Le « Voyage en mer »

Les néophytes en alchimie désireux d’obtenir la connaissance des mystères de l’Ordre de­vaient accepter de répéter toutes les opérations formant le corpus du Rite. L’idée était bien sûr que le travail « extérieur »  devait constituer le point de départ à partir duquel le chemin spi­rituel s’ouvrait devant le candidat. Le principe « Ora et Labora » (Prie et Travaille) figure dans de nombreuses reproductions des locaux utilisés par les alchimistes.

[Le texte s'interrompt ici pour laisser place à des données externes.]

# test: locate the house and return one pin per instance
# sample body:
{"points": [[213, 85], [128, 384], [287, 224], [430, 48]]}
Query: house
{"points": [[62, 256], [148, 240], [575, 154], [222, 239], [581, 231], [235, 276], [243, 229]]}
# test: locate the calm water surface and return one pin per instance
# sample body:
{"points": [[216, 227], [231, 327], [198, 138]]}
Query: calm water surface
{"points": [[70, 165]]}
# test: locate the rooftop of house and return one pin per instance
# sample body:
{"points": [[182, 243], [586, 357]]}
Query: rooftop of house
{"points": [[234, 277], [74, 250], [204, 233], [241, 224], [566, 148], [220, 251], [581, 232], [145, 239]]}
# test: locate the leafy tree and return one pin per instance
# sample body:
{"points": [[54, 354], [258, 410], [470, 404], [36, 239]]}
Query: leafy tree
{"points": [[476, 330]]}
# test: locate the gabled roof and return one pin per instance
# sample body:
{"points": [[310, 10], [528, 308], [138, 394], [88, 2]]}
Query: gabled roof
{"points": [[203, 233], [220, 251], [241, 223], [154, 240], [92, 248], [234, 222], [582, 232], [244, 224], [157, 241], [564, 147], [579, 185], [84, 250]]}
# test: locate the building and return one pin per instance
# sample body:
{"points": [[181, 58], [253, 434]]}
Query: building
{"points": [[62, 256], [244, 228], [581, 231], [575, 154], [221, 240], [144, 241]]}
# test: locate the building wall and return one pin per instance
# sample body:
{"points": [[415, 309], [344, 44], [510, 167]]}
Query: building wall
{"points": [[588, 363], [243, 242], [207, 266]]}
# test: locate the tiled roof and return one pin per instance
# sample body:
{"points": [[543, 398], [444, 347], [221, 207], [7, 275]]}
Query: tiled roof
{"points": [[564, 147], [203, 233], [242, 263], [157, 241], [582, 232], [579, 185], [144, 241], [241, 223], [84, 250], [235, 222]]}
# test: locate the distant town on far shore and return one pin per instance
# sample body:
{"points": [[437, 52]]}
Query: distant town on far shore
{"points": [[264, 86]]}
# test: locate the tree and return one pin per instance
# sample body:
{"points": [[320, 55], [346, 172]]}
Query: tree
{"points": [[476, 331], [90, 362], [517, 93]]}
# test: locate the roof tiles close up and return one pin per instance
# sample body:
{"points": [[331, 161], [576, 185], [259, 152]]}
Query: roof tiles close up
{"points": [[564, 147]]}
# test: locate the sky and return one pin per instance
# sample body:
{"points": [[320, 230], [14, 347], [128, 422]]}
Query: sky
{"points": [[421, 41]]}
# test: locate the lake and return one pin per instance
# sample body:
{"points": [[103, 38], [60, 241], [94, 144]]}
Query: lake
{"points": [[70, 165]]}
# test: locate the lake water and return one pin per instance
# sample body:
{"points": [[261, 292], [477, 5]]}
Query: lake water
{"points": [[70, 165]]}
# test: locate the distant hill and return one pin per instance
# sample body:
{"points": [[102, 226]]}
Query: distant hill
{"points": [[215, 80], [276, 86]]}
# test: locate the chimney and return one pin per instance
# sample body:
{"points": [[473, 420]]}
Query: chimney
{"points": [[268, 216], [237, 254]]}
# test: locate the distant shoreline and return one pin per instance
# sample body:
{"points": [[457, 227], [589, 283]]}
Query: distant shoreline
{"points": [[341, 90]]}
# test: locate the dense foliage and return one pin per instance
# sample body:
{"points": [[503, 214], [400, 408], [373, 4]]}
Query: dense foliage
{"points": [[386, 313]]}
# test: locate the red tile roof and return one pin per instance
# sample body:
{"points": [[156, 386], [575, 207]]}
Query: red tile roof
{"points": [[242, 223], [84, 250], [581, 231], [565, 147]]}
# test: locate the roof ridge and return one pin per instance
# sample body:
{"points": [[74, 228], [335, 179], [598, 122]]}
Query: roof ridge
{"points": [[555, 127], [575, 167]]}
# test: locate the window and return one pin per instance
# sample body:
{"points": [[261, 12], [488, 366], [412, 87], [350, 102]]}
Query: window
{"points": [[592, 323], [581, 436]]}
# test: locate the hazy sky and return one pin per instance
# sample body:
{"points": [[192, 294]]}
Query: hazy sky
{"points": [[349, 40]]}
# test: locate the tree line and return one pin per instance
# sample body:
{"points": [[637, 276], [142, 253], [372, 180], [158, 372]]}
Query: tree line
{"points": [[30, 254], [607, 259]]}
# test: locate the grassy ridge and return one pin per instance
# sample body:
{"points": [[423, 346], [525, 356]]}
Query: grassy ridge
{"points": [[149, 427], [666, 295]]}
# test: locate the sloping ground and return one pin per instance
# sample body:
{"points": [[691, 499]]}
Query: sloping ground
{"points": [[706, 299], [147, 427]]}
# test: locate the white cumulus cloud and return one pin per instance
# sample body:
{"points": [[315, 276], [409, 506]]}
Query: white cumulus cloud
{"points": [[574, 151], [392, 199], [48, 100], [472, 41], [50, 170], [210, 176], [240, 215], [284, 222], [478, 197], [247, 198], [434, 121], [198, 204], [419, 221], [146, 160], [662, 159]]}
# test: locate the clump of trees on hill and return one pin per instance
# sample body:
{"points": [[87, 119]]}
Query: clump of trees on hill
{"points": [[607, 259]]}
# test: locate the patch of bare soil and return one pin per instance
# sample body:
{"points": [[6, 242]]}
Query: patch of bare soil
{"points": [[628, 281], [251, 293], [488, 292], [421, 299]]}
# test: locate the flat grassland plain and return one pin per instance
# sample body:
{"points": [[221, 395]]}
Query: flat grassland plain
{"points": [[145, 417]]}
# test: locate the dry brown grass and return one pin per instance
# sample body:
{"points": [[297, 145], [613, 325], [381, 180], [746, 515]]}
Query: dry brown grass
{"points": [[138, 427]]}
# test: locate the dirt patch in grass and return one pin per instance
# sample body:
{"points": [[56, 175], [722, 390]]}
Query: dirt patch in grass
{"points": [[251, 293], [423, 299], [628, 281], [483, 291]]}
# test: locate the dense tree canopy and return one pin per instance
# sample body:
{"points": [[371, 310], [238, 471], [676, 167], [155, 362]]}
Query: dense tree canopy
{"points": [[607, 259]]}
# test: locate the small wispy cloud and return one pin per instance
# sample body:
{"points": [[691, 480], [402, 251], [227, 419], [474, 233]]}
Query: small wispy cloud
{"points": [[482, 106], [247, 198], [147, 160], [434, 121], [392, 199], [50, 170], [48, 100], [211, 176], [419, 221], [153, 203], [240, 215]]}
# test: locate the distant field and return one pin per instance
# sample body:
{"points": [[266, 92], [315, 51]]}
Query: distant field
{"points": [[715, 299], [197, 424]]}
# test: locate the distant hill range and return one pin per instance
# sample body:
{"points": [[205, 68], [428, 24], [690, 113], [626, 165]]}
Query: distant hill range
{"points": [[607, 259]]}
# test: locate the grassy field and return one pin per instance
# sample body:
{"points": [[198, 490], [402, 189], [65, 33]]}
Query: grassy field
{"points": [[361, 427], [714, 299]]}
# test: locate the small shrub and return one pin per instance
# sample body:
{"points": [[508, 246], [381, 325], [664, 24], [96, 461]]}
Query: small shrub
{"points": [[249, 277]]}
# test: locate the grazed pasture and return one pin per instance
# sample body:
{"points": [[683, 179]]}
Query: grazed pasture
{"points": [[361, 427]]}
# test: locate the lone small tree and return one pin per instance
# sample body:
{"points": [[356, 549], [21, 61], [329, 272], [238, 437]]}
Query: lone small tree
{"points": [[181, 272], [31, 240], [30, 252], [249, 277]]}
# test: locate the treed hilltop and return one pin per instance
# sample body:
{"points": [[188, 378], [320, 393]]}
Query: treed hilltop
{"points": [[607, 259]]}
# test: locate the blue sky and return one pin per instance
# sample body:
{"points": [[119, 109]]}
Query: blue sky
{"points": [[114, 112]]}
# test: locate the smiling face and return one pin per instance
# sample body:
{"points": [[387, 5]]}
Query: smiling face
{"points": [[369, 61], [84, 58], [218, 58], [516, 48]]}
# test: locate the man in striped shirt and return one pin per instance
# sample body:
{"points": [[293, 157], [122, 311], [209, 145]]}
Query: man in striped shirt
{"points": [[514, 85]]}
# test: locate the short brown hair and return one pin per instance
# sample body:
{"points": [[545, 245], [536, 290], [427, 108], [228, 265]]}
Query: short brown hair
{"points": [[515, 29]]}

La pierre, sur la­quelle le Franc-Maçon  travaille et la « Pierre du Sage de l’alchimie sont utilisées pour sym­boliser des phénomènes de transmutation à caractère alchimique. La devise V.I.T.R.I.O.L. utilisée tant en alchimie qu’en Franc-Maçonnerie est bien connue. Sur le plan concret, les alchimistes réalisent la transmutation du vitriol, du cuivre et du fer avec lesquels ils travaille­ront les métaux. Mais cette devise peut également s’interpréter différemment. « Visita Inte­riora Terrae Rectificando Invenies Occultum Lapidem »  signifie effectivement « Visite l’Intérieur de la Terre, et en cherchant, tu découvriras la Pierre cachée ». Ceci est une allusion de la transmutation, cette transformation entourée de mystère du plomb en or. Ceci corres­pond – appliqué à l’homme – au « Stirb und Werde » de l’individuation, ce processus entouré de mystère.

C.G. Jung  a exposé toutes ces relations dans son œuvre intitulée « Psychologie et alchi­mie » qui a entraîné la formation d’une vague renouvelée d’intérêt pour l’alchimie. Sa méta­phore du « Voyage en mer » une application parfaite. Selon lui, l’homme plonge dans une sorte d’océan dès qu’il s’endort. Il affronte là ses démons et ses peurs et doit les combattre afin de pouvoir renaître comme un nouveau-né le jour suivant. Il s’agit là d’un processus exi­geant.

Dans le phénomène de l’alchimie, les substances minérales subissent, du fait de leur mor­cellement, de leur combustion, de leur traitement, tous les tourments nécessaires à la trans­formation  et à la délivrance de certains hommes. Les problèmes personnels apparemment insolubles, les crises existentielles et les processus de maturation jouent dans cette évolution un rôle capital.

La lumière magique

Terminons par un détail architectonique d’un caractère spécial, constitué par la rencontre des deux disciplines : la fenêtre gothique des XIème et XIIIème s. Le verre dont elle est composée – un produit dû au travail alchimique – ne réagit pas à la lumière comme le verre à vitre nor­mal. En effet, il ne laisse  passer qu’une fraction de la totalité de la lumière. Et cette frac­tion semble luire de l’intérieur vers l’extérieur, et ceci quelle que soit           l’intensité de la lu­mière du jour. On peut constater ce phénomène par exemple dans la cathédrale de Cologne. L’effet de cette lumière dépasse le plan opératif. C’est une fête de la lumière, dans la con­jonction des sens et de la spiritualité. T.M.